I never eat heavily for the first twenty-four hours
when I am in a strange place.”
And with this I went to the door,
feeling, I must confess, a trifle ill. The steak
and coffee were all right, but there was a suggestion
of pain in my right side. I could not make up
my mind if it were the six hundred melons or whether
a nugget from the omelet had got caught in my vermiform
appendix.
At any rate, I didn’t wish to eat again just
then.
At the door the sedan-chair and the
two little blackamoors were awaiting me.
“We have orders to take you
to the Zoo, sah,” said Sambo.
“All right, Sambo,” said
I. “I’m all ready.
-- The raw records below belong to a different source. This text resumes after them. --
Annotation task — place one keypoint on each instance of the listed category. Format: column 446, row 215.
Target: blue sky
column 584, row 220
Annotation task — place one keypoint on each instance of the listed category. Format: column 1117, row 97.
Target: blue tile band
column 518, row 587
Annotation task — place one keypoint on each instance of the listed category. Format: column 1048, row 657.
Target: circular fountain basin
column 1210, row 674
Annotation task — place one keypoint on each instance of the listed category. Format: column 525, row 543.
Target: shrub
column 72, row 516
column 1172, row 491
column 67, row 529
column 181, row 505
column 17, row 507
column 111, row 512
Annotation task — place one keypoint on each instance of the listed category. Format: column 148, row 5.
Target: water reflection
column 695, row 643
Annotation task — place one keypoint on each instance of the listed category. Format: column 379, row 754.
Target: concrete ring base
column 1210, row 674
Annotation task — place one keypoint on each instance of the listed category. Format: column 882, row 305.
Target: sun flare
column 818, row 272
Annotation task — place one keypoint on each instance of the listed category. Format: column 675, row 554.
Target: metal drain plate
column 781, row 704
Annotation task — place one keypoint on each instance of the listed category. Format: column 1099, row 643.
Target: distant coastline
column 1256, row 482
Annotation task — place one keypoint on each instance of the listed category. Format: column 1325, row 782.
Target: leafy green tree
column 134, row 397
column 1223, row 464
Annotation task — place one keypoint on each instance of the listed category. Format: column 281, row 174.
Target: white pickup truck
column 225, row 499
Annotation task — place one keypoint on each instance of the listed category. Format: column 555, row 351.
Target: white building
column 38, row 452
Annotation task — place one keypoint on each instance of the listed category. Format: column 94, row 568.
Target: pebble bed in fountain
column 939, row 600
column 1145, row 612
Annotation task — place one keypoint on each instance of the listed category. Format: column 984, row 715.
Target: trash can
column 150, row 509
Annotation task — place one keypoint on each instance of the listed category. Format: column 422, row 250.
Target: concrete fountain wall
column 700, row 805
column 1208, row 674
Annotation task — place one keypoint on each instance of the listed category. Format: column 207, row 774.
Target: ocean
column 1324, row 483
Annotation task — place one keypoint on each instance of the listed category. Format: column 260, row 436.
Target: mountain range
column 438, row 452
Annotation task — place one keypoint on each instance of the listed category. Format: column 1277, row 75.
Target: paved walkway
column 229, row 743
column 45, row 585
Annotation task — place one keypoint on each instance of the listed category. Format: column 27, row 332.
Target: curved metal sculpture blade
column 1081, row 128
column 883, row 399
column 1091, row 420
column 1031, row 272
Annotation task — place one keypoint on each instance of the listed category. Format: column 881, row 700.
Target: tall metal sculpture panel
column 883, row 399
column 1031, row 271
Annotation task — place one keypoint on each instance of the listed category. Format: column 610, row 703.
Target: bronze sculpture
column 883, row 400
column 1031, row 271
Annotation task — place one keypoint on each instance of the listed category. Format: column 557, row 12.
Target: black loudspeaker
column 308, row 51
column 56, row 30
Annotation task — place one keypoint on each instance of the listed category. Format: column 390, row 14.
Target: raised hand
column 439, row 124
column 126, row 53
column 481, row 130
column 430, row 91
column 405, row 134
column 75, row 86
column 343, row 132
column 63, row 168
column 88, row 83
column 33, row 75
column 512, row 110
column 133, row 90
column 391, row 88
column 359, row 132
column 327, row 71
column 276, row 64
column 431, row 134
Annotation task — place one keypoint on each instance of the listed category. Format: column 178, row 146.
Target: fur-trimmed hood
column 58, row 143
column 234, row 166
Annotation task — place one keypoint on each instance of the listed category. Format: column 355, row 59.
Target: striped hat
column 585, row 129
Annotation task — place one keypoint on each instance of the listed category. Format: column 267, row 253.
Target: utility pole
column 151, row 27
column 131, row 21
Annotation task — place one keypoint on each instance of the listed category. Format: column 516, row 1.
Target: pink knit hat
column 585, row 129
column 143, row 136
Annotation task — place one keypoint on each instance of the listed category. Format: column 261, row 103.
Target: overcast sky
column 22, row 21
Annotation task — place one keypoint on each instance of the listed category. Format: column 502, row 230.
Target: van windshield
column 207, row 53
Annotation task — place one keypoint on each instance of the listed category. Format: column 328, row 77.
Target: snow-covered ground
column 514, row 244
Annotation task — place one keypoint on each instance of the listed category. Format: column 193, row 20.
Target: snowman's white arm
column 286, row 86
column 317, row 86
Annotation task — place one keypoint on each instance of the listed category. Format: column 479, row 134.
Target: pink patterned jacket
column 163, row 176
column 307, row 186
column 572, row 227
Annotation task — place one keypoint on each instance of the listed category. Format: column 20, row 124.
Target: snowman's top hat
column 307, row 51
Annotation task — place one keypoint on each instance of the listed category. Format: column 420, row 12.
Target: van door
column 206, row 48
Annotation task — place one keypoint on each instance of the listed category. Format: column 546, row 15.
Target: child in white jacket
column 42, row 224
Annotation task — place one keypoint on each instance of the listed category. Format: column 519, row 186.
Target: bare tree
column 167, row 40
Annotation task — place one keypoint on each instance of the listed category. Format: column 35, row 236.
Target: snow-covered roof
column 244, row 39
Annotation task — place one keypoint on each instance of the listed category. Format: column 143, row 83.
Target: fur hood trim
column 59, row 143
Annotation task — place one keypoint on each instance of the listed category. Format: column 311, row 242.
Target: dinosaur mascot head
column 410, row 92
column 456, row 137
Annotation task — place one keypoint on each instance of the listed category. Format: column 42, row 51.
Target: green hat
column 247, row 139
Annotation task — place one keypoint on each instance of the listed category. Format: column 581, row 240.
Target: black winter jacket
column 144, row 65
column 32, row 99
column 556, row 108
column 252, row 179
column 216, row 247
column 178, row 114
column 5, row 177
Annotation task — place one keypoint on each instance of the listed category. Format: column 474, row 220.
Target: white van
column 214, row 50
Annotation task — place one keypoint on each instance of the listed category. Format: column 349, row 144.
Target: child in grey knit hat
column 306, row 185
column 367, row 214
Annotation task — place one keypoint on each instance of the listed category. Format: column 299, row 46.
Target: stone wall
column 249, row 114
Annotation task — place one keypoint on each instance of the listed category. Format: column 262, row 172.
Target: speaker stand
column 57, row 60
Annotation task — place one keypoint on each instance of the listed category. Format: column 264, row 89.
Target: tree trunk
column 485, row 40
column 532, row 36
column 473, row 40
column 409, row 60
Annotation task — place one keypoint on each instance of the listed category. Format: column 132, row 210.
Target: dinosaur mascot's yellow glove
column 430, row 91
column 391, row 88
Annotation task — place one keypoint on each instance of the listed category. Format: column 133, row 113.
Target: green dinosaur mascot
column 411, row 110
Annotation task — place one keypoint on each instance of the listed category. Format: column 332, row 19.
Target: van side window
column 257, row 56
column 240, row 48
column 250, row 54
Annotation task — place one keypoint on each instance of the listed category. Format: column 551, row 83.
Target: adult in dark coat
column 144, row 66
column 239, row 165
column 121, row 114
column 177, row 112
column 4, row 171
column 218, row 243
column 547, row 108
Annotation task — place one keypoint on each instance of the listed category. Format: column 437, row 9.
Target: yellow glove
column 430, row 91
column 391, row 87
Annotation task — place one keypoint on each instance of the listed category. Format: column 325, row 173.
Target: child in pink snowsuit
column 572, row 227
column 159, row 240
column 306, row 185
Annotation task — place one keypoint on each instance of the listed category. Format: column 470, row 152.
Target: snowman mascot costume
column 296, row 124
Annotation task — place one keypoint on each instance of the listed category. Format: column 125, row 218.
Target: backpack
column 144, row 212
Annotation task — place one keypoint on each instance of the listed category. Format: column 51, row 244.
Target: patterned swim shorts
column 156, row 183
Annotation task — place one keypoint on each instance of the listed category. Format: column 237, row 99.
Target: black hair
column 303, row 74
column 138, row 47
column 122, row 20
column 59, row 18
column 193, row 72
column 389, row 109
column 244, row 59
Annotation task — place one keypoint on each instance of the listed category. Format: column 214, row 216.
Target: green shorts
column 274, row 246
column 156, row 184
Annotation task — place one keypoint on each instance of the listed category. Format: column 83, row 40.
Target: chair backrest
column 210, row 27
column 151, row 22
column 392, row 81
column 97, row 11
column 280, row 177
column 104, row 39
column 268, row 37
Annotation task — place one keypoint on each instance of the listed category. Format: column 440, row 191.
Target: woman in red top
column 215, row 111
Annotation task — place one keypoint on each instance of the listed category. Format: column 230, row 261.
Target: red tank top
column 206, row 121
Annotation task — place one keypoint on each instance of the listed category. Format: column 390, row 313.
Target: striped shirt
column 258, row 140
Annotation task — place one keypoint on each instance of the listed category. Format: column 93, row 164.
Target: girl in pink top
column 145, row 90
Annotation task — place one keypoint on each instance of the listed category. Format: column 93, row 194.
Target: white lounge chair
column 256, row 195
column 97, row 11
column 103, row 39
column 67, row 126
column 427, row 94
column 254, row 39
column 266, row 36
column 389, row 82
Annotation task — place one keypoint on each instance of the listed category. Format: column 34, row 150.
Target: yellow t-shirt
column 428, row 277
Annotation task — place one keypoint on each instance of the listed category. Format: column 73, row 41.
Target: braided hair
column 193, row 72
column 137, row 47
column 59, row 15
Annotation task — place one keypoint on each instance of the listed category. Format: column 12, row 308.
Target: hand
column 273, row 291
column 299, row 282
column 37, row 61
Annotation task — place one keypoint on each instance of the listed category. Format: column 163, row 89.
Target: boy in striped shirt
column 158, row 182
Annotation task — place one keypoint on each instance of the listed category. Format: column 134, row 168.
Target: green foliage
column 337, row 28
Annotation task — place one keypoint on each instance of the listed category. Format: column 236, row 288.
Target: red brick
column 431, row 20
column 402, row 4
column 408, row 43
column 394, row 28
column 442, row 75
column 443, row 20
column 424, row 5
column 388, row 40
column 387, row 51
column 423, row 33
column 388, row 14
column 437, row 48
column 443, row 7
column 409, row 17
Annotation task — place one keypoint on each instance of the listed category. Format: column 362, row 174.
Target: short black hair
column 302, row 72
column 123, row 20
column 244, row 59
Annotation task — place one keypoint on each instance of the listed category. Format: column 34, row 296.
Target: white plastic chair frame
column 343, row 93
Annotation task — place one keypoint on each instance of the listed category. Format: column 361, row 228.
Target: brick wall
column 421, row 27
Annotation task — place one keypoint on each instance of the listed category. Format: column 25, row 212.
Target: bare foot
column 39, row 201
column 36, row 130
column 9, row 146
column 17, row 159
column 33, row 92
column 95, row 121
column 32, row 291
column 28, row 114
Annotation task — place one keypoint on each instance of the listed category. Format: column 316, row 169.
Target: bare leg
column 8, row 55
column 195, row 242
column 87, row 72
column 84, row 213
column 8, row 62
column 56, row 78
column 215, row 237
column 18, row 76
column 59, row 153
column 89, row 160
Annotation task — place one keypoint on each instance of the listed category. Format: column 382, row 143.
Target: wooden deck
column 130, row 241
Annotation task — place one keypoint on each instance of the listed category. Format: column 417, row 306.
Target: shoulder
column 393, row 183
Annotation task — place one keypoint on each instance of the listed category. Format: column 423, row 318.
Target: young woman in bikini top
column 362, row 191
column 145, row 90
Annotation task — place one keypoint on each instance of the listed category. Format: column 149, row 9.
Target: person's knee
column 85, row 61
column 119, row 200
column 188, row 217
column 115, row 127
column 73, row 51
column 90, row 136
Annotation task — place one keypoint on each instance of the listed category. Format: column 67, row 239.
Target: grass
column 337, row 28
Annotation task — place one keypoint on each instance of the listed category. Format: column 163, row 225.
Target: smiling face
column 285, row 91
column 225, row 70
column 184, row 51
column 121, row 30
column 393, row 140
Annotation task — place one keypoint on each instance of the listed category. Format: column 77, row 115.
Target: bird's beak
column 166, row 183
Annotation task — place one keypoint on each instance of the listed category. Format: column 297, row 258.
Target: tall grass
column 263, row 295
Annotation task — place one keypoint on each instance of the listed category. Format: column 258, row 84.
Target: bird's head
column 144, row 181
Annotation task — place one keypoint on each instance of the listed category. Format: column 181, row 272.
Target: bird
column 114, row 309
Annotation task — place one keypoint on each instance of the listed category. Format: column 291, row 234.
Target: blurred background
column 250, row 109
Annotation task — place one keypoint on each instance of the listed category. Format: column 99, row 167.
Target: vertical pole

A little air
will do me good.”
And we moved along.
I forgot to mention that, as he closed
the chair door upon me, Memnon handed me back the
silver dollar I had given him.
“What is this, Memnon?” said I.
“The dollar you wished me to keep for you, sir,”
he replied.
“But I intended it for you,” said I.
His face flushed.
“I am just as much obliged,
sir, but, really, I couldn’t, you know.
We don’t take tips in Olympus, sir.”
“Indeed?” said I.
“Well—I’m sorry to have offended
you, Memnon. I meant it all right. Why didn’t
you tell me when I gave it you?”
“I should have given you a check
for it, sir. I supposed you didn’t wish
to carry anything so heavy about with you.”
“Ah!” said I, replacing
the dollar in my pocket. “Thank you for
your care of it, Memnon. No offence, I hope?”
“None at all, sir,” he
replied, again showing his wonderful ivory teeth.
“I don’t take offence at anything so trifling.
Had you handed me a billion dollars, I should have
declined to wait on you.”
And he bowed me away in a fashion
which made me feel keenly the narrowness of my escape.